Lin Shaye stated, "What will make it really different is [Nicolas] Pesce, who is the writer/director, who is extraordinary. I mean he's a real visionary. I had a phenomenal time working with him. He was very open to my ideas, which he told me he never is. He said, I don't usually let actors do what they want. He said, But in your case, there were no rules. I was inspired. The ideas I came up with were inspired by what he was creating. And he acknowledged that and allowed it."

In March 2018, it was reported that Andrea Riseborough would star in the film. Later, it was announced that Demián Bichir had also joined the cast and that filming was set to start in May 2018. John Cho and Shaye were added to the cast in March 2018, and in April 2018, Jacki Weaver, Betty Gilpin, William Sadler, and Frankie Faison also signed on.
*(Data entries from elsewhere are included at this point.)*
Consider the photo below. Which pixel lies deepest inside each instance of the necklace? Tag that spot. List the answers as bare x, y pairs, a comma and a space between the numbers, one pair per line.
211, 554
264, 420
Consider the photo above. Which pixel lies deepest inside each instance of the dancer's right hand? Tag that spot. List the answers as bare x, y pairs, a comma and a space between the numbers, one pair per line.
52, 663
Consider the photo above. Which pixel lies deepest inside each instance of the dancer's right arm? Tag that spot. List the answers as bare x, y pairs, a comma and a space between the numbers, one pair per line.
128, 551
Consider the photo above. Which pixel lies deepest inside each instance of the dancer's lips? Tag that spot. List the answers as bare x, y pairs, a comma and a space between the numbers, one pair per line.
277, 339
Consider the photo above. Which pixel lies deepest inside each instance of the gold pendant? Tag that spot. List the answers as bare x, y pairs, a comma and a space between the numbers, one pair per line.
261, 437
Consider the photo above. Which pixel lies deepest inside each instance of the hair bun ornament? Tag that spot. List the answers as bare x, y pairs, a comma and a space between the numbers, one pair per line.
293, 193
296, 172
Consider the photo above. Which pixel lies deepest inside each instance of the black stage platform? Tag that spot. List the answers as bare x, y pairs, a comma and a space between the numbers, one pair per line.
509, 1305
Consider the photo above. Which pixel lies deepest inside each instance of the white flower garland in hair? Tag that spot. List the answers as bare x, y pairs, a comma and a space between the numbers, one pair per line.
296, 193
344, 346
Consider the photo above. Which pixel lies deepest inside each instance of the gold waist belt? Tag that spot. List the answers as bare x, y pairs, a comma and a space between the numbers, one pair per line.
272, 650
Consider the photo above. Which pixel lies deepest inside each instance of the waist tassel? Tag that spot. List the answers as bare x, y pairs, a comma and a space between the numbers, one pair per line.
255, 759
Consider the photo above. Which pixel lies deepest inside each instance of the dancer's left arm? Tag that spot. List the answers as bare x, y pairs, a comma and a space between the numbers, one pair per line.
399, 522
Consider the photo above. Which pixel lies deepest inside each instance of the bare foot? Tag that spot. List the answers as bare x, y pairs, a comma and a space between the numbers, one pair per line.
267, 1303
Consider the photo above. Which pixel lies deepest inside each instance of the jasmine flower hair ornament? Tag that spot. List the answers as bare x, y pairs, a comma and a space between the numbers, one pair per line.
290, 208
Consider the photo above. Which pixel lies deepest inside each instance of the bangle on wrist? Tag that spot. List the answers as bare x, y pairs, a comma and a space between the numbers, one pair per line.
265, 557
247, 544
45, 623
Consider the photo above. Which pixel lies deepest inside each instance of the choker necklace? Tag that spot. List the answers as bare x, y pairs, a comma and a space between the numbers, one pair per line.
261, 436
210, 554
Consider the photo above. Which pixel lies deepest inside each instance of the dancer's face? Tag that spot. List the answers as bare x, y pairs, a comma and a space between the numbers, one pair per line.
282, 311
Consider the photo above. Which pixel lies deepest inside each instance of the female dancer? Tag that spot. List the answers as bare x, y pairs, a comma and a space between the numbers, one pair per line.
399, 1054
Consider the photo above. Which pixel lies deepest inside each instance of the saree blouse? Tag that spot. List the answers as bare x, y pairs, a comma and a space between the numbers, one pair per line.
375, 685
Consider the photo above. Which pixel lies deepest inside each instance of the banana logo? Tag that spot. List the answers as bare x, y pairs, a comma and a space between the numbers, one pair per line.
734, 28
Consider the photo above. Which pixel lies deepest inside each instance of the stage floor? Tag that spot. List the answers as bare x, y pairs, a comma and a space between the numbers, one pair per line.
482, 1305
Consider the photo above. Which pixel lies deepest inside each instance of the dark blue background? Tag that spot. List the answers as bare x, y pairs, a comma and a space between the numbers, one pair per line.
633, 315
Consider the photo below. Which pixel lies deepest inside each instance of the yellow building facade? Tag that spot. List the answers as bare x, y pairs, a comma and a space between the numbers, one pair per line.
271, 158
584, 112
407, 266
Takako Fuji, who previously played Kayako Saeki in the franchise, voiced Faith Matheson and Fiona Landers in the Japanese dub of the film.

Principal photography began on May 7, 2018, in Winnipeg, Manitoba, and ended on June 23, 2018. Additional photography and reshoots took place in June 2019.

==Release==
The Grudge was released by Sony Pictures Releasing in Indonesia on December 31, 2019, followed by other international territories in the subsequent days, and in the United States on January 3, 2020. The film was released on Digital HD on March 10, 2020, and on DVD and Blu-ray on March 24, 2020, and grossed $1.1 million in home video sales.

==Reception==
===Box office===
In the United States and Canada, The Grudge was projected to gross $11–15 million from 2,642 theaters in its opening weekend. The film made $5.4 million on its first day, including $1.8 million from Thursday night previews. It went on to debut at $11.4 million, finishing fifth and marking the lowest opening of any U.S. theatrical film in the series. The film fell 69% in its second weekend to $3.5 million, finishing eleventh.
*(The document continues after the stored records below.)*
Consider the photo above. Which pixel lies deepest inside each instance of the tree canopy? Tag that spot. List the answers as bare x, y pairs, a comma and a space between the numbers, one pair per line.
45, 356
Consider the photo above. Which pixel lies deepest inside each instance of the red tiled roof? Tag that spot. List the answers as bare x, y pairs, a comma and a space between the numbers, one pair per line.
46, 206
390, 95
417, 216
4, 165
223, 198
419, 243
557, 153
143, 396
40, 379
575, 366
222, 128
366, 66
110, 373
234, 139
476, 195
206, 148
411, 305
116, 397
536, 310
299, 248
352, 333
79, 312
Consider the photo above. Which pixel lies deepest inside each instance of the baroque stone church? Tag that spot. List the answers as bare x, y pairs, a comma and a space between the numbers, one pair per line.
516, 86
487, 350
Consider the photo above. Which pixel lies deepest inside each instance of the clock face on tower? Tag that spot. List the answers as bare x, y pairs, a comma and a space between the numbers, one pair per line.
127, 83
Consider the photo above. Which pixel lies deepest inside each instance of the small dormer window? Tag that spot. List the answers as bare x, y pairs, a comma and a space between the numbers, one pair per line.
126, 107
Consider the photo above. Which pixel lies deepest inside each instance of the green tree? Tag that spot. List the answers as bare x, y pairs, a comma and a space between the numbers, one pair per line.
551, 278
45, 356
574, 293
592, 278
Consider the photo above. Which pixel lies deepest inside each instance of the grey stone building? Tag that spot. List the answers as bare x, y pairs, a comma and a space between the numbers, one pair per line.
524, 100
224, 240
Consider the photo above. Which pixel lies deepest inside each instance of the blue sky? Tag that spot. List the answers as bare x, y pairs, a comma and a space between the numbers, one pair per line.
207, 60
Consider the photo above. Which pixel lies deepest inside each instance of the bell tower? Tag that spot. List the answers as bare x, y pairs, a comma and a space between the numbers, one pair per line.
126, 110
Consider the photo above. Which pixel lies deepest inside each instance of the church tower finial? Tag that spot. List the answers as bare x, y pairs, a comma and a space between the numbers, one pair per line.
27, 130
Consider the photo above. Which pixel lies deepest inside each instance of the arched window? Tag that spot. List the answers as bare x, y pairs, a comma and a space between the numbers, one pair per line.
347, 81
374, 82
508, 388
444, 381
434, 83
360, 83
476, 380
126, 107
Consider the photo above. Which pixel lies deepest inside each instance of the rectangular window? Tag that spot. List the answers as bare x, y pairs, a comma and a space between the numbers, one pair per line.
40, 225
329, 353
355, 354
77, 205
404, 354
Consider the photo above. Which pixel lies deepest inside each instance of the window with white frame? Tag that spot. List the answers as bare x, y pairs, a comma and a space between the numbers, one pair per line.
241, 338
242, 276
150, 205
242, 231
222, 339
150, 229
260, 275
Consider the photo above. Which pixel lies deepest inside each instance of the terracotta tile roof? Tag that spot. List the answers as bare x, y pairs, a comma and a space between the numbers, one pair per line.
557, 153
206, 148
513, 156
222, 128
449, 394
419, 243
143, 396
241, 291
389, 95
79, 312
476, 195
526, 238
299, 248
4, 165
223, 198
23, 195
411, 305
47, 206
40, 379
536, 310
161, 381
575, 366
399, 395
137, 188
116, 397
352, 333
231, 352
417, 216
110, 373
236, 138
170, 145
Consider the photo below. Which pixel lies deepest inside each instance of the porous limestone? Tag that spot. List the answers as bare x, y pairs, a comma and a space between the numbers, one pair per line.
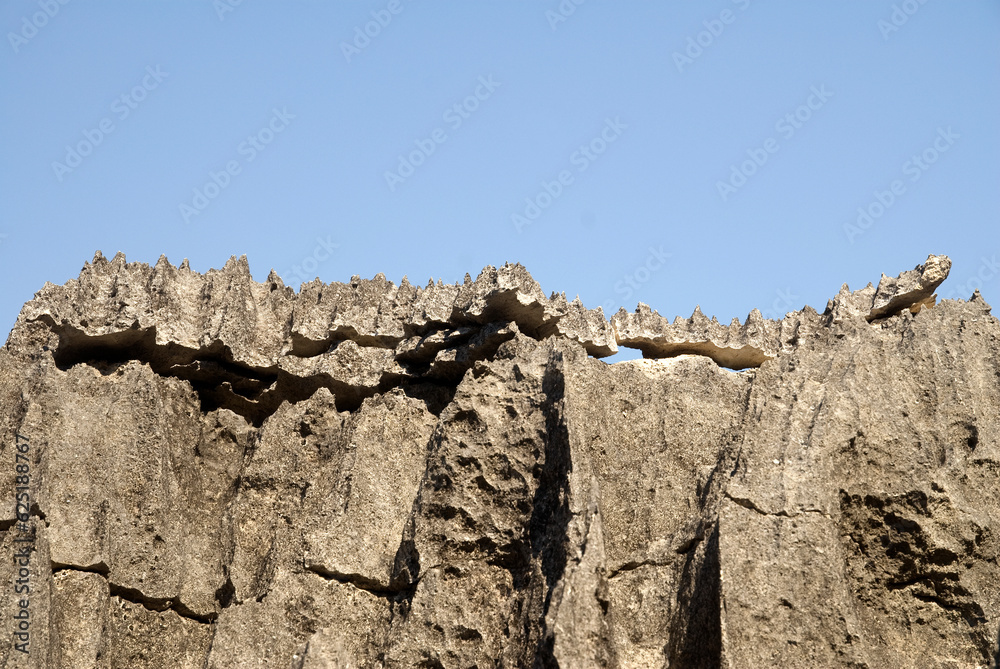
215, 472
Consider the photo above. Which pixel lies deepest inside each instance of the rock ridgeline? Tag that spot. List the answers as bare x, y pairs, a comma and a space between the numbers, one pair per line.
207, 471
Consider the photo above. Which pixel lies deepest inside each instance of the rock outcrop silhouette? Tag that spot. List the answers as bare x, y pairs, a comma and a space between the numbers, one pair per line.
207, 471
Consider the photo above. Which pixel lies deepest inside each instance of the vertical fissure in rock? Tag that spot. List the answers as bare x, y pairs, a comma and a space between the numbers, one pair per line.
548, 527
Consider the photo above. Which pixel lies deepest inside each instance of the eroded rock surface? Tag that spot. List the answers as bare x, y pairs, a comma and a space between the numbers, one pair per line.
224, 473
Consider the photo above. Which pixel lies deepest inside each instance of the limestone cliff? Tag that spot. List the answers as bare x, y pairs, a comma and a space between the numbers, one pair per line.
206, 471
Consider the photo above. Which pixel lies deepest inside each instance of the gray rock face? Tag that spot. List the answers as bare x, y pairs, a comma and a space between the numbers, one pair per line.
206, 471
The Grudge grossed $21.2 million in the United States and Canada and $28.3 million in other territories, for a worldwide total of $49.5 million.

===Critical response===
 Metacritic, which uses a weighted average, assigned the film a score of 41 out of 100, based on 28 critics, indicating "mixed or average" reviews. Audiences polled by CinemaScore gave the film a rare average grade of "F" on an A+ to F scale, while those at PostTrak gave it an average 0.5 out of 5 stars.
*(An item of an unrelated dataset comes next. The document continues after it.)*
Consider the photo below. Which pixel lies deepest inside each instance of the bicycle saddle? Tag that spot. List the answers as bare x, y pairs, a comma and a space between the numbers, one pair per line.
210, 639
Mick LaSalle of the San Francisco Chronicle said the film was all premise and no development, adding, "I saw this movie in the middle of the day, having had a great night's sleep, and I had to slap myself awake a few times." Varietys Owen Gleiberman called the film "a reboot of a remake of a film that wasn't all that scary to begin with" and wrote, "The Grudge plods on as if it were something more than formula gunk, cutting back and forth among the thinly written unfortunates who've been touched by the curse of that house." Nick Allen of RogerEbert.com gave the film 3 out of 4 stars, saying that it is "often as nasty as you want it to be, its cheesy jump-scares and generic packaging be damned."

Noel Murray of The Los Angeles Times wrote, "This is not a 'fun' horror picture. It's about miseries both supernatural and mundane. And, yes, it's scary. Pesce's art-film roots are evident in the movie's slow-burn first hour. But in the final third, The Grudge piles on the explicit gore and jump scares — all leading to a final scene and final shot as terrifying as anything in the original series. If the angry, vengeful 'Ju-On' ghosts must endure, they might as well be deployed by someone who knows how to make their attacks bruising." Ben Kenigsberg of The New York Times said, "The remake remains cursed by a fatally hokey concept."

==Future==
In September 2019, The Grudge (2019) director Nicolas Pesce expressed interest in a crossover film between The Grudge and The Ring American film series. In January 2020, Pesce expressed further interest in a sequel being set in both a different part of the world than America or Japan, and in a different "less contemporary" time period compared to previous films.